3 plans for both parents included domestic violence counseling, conjoint counseling with the children on alternating weeks, and individual counseling dealing with, among other things, the effects of their conflict on the children. Father was also ordered to participate in an anger management program. At a subsequent hearing that month, the court issued a 90-day restraining order against father. In November 2012, mother and the children moved to Orange County and the case was transferred there. Prior to the transfer, the court issued an OSC regarding father’s failure to return property belonging to mother and the children, stating it had “tried to be reasonable before with respect to the restraining order because [it] didn’t want it to interfere or jeopardize [father’s] job, but this has gone too far[, as he] is putting his child at risk now” by failing to return a breathe nebulizer needed by Madeline. At the OSC hearing, the judge ordered father to go home and make the essential items available. Father complied and once that was verified, the case was transferred to the Orange County Superior Court. In January 2013, that court issued a TRO against father and extended it until the completion of the six-month review hearing scheduled for April. At the combined hearing for the six-month review and the OSC on the restraining order in April, which took place over several days, the court admitted into evidence two six-month review reports, took judicial notice of transcripts from the Los Angeles Superior Court, and heard testimony from several witnesses. In the reports a social worker observed the children were happy in mother’s care but missed father, as he had not visited after the case was transferred to Orange County. Father denied the domestic violence allegations, claiming instead that he was the victim of domestic violence by mother when she threw the sandwich at him, and did not participate in the services because Orange County Social Services Agency (SSA) had not cooperated with him.

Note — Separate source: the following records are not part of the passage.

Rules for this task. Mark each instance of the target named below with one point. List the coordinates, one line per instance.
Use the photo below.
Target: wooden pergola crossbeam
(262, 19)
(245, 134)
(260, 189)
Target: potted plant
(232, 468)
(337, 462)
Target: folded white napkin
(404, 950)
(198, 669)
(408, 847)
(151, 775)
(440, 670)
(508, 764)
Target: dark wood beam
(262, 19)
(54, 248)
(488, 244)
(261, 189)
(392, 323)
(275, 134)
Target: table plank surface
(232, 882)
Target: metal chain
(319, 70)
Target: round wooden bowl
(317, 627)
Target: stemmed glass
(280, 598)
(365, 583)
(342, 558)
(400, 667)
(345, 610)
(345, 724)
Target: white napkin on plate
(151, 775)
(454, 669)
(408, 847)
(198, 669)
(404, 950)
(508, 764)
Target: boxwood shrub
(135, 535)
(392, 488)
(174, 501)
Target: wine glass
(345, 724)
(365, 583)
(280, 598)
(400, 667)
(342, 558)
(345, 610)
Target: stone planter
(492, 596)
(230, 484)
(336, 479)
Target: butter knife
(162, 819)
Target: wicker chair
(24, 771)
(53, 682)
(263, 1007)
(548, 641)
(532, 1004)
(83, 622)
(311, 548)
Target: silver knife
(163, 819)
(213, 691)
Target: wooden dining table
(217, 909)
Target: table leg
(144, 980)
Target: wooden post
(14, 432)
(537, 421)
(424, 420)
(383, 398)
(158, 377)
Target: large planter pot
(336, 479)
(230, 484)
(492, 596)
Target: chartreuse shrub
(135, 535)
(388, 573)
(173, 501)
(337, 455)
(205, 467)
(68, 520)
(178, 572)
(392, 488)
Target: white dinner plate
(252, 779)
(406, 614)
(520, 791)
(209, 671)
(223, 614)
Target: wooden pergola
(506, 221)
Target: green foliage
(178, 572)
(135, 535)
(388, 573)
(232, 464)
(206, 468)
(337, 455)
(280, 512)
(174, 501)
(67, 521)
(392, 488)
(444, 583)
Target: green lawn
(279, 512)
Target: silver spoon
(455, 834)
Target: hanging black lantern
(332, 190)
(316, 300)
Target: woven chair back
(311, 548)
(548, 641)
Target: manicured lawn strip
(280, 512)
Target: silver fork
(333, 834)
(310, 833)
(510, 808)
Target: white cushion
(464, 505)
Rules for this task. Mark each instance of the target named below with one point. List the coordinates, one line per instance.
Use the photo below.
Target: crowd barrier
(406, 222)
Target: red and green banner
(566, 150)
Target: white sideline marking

4 According to Clarissa’s therapist, Clarissa blamed herself for her parents’ separation, the dependency case, and loss of home. Additionally, father had asked Clarissa not to talk to SSA and the court, and at the December 2012 hearing father had scared her by inquiring “about her current whereabouts.” Mother strongly urged the court to extend the current restraining order due to her continued fear of father. According to the social worker, mother believed father was “not being held accountable for” his domestic violence because “he, his brother, and friends are all in law enforcement,” which frustrated her. The prosecutor had told her “there was no ‘hard evidence’” and that the case would not be prosecuted.